According to Historian Hugh Trevor-Roper, a senior British intelligence officer during World War II, Winston Churchill issued a directive forbidding his intelligence agencies to get involved in assassination plots against Hitler and Mussolini. Churchill is thought to have feared such attempts would be counter-productive and certain to provoke reprisals of the kind the Nazis visited on Lidice in 1942.

The precepts and precedents for assassination as foreign policy are muddy, as a sampling of history demonstrates. In the 4th century B.C. martial classic The Art of War, Sun Tzu mentions the value of secret agents to a sovereign "in the case of people you wish to assassinate." The Book of Judges describes how Ehud, acting in behalf of the defeated Israelites, assassinated Eglon, the King of Moab. There is the story of the widow Judith saving the Israelites by cutting off the head of Nebuchadnezzar's general, Holofernes, who was besieging Bethulia. Such killings, however, were defiant acts against a conqueror and thus not strictly foreign policy assassinations. Rome was sufficiently bloody with assassinations—the murders of Julius Caesar and Tiberius Gracchus, for example—but these were factional acts, intramural mayhem.

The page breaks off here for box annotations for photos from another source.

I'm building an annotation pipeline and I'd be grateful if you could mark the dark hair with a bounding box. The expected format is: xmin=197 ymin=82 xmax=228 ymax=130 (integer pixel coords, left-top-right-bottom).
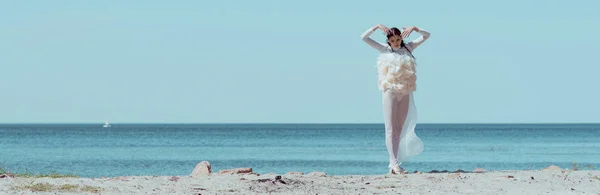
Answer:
xmin=386 ymin=27 xmax=415 ymax=58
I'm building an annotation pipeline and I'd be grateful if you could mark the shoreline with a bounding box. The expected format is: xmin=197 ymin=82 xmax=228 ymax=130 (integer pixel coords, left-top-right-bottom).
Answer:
xmin=0 ymin=166 xmax=600 ymax=194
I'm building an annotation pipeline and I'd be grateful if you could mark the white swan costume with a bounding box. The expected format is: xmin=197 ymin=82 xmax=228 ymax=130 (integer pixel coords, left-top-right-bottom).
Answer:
xmin=362 ymin=28 xmax=429 ymax=168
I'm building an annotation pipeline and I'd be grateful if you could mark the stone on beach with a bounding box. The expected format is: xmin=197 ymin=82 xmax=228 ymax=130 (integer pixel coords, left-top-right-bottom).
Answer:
xmin=219 ymin=168 xmax=252 ymax=174
xmin=542 ymin=165 xmax=562 ymax=171
xmin=473 ymin=168 xmax=487 ymax=173
xmin=190 ymin=161 xmax=212 ymax=176
xmin=307 ymin=171 xmax=327 ymax=177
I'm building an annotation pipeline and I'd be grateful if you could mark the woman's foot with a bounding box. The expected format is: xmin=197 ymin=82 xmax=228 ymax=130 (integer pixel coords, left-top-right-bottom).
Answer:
xmin=390 ymin=165 xmax=408 ymax=175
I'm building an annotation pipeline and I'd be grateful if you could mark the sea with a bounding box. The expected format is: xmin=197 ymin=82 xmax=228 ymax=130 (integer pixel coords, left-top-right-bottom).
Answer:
xmin=0 ymin=124 xmax=600 ymax=177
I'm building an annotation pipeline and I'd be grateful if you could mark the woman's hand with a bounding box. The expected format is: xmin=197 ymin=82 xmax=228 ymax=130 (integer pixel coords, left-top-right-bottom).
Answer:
xmin=402 ymin=26 xmax=419 ymax=39
xmin=377 ymin=24 xmax=392 ymax=36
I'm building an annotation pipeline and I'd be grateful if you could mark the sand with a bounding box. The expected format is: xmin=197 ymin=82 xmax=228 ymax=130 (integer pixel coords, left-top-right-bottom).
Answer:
xmin=0 ymin=170 xmax=600 ymax=195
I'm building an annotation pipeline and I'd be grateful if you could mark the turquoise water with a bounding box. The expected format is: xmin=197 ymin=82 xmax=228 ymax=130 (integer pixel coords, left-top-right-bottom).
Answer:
xmin=0 ymin=124 xmax=600 ymax=177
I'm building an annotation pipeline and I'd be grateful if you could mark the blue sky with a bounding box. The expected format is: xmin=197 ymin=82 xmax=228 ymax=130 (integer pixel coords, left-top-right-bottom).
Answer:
xmin=0 ymin=0 xmax=600 ymax=123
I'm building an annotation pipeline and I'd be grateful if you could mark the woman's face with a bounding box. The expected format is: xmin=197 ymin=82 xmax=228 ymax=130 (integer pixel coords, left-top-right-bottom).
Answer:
xmin=388 ymin=35 xmax=402 ymax=49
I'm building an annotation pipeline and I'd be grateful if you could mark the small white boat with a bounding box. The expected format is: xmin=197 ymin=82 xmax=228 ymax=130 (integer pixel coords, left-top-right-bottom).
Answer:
xmin=102 ymin=121 xmax=110 ymax=128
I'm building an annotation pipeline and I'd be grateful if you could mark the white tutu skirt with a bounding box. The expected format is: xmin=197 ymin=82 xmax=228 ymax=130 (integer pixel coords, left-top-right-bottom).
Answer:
xmin=377 ymin=53 xmax=424 ymax=162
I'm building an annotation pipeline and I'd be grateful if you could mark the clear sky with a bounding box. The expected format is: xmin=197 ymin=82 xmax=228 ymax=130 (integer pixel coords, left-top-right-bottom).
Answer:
xmin=0 ymin=0 xmax=600 ymax=123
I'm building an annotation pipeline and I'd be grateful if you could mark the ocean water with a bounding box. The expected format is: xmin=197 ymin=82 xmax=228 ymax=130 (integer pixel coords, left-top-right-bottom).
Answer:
xmin=0 ymin=124 xmax=600 ymax=177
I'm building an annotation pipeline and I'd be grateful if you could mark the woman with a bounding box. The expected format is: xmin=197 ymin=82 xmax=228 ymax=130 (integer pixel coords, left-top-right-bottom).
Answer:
xmin=362 ymin=24 xmax=429 ymax=174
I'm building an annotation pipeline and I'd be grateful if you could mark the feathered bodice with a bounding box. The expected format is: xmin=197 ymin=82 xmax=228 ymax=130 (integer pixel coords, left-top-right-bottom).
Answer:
xmin=377 ymin=52 xmax=417 ymax=95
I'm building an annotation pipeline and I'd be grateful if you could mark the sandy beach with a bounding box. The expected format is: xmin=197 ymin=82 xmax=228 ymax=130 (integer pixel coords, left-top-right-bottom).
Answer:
xmin=0 ymin=166 xmax=600 ymax=195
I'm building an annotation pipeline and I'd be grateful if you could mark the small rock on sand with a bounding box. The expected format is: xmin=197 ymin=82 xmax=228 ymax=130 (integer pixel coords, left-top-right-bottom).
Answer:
xmin=307 ymin=171 xmax=327 ymax=177
xmin=542 ymin=165 xmax=562 ymax=171
xmin=190 ymin=161 xmax=212 ymax=176
xmin=219 ymin=168 xmax=252 ymax=174
xmin=473 ymin=168 xmax=487 ymax=173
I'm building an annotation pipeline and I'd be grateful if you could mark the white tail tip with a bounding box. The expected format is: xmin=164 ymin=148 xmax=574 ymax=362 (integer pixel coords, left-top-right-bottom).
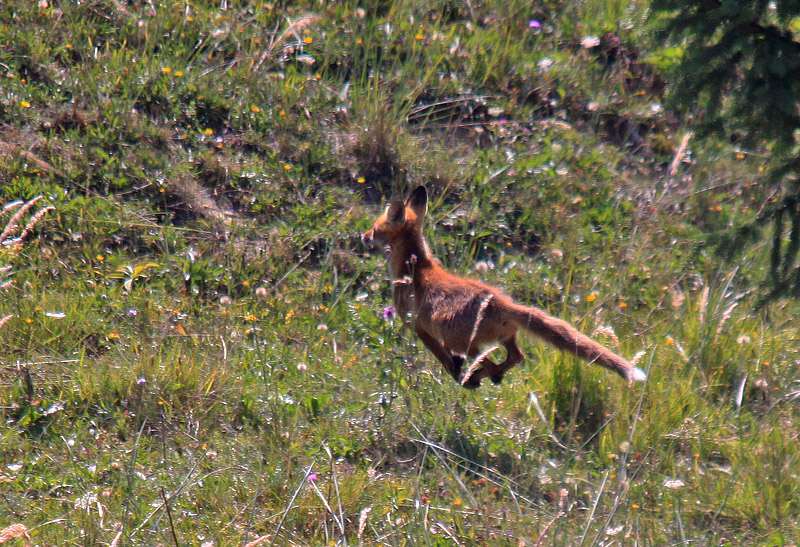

History's classic murders for policy purposes were committed by the 11th-century Moslem sect of Assassins, founded by the fanatically ambitious Hasan ibn-al-Sabbah. Established in a rocky fortress in the Elburz mountains, Hasan propagated his autocratic rule by a program of systematic murder. His killers were the Fida'is (devout ones), young men trained from adolescence in a sort of Green Beret tradition to murder with a variety of weapons.

The Moslem conception of paradise made an ideal recruiting device. An account written by Marco Polo reported that Hasan educated the Fida'is to believe every conceivable bodily pleasure awaited them after death. As a foretaste, he had them heavily drugged and transported to magnificent gardens constructed near his palace; there, under the influence of heavy doses of hashish,* the Fida'is were ministered to for several days by beautiful women, then drugged unconscious again and returned to real life convinced they had seen paradise. After that, they would undertake any suicide mission.

The Thugs in India were another murderous sect, but they killed not for political control but in devotion to Kali, the Hindu goddess of destruction, and for gain. Like the Assassins, the Thugs bore some resemblance to modern spies in their undercover operations, methods of infiltration and disguise.